In 1946, he joined the list of the Democratic Actors Association, during the government of Juan Domingo Perón, and whose board of directors was composed of Pablo Racioppi, Lydia Lamaison, Pascual Nacaratti, Alberto Barcel and Domingo Mania.

=== Filmography ===

- 1940: Un señor mucamo
- 1940: Ha entrado un ladrón como Jorge Grondona
- 1941: El mejor papá del mundo
- 1941: Los martes, orquídeas
- 1942: El tercer beso
- 1942: Adolescencia
- 1942: Tú eres la paz
- 1943: Juvenilia
- 1944: Nuestra Natacha
- 1944: Su mejor alumno
- 1946: El gran amor de Bécquer
- 1946: Rosa de América
- 1946: Milagro de amor
- 1946: La sombra del pasado
- 1947: La copla de la Dolores
- 1947: Los hijos del otro
- 1948: Recuerdos de un ángel
- 1948: Rodríguez supernumerario
- 1949: La cuna vacía
- 1950: Bólidos de acero
- 1950: Filomena Marturano
- 1951: El mucamo de la niña
- 1951: Tierra extraña
- 1952: La niña de fuego
- 1953: ¡Qué noche de casamiento!
- 1953: La tía de Carlitos
- 1954: Romeo y Julita
- 1956: Sangre y acero
- 1965: Canuto Cañete, detective privado como un prefecto
- 1966: De profesión sospechosos...Carlos
- 1966: La cómplice como un empleado de la fábrica
- 1968: El novicio rebelde
- 1969: Corazón contento
- 1971: Siempre te amaré
- 1971: Aquellos años locos
- 1972: Juan Manuel de Rosas

== Theater ==

Witness to the gallows, with the Argentine comedy company headed by Amelia Bence, with Pablo Acciardi and Alberto Berco.

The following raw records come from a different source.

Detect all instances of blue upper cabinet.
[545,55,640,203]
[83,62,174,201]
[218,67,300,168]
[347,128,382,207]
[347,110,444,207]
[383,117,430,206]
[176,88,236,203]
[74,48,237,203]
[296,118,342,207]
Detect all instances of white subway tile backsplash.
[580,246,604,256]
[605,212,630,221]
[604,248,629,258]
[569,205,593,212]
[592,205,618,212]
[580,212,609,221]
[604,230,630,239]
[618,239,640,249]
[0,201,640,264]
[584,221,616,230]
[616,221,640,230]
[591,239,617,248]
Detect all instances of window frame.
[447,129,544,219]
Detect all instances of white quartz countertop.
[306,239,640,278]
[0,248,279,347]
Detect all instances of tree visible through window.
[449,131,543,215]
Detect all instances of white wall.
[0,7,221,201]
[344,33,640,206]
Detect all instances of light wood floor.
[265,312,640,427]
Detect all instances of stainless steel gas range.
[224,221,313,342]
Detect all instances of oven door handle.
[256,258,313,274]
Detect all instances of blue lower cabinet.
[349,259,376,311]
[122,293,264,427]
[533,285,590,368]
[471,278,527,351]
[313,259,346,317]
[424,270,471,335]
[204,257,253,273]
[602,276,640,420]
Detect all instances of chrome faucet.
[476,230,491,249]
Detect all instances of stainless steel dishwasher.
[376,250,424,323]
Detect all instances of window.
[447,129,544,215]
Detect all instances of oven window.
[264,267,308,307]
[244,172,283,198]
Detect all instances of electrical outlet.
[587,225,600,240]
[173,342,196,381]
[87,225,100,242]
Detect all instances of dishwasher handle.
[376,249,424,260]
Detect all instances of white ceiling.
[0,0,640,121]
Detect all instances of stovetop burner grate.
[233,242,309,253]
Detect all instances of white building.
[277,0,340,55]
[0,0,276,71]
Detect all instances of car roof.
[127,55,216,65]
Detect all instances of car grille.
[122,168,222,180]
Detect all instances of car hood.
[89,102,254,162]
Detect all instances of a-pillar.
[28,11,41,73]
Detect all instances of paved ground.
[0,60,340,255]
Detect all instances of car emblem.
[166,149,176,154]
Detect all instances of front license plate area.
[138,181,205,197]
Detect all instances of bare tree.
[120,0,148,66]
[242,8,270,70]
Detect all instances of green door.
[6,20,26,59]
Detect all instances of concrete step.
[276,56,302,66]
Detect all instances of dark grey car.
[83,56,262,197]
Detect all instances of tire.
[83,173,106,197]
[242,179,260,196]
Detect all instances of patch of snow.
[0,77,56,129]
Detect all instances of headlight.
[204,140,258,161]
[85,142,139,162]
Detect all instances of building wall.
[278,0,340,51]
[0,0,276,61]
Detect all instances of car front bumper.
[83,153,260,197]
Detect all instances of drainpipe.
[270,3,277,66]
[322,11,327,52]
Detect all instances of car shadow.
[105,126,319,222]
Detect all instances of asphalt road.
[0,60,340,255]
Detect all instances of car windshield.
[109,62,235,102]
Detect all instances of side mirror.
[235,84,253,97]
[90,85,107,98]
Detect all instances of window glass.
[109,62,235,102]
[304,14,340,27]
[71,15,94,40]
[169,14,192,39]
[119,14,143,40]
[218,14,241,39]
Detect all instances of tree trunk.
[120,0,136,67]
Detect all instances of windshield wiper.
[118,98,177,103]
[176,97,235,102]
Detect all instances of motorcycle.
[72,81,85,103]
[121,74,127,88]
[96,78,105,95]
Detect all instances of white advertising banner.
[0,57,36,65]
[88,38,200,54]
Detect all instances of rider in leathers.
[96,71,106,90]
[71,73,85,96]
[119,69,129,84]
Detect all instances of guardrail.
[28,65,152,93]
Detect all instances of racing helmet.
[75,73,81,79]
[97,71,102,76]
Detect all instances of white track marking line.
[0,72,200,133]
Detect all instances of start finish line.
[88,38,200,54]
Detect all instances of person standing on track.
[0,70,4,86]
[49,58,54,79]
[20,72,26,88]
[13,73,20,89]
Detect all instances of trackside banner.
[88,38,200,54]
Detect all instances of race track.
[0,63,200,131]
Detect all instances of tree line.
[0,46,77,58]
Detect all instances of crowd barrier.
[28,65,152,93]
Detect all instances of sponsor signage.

Carlos's Aunt (1951), by Brandon Thomas, directed by Enrique Santos Discépolo at the Casino Theater, along with Pablo Palitos, Gloria Ugarte, Patricia Castell, Agustín Barrios, Lalo Malcolm, Sara Olmos, María Armand and Tito Licausi.

Filomena Marturano (1948), with a company headed by Tita Merello and Guillermo Battaglia, at the Teatro Politeama, directed by Luis Mottura. Also in the cast were Esther Bustamante, Agustín Barrios, Betty Colman, Tito Alonso, Edna Norrell and Alberto de Mendoza.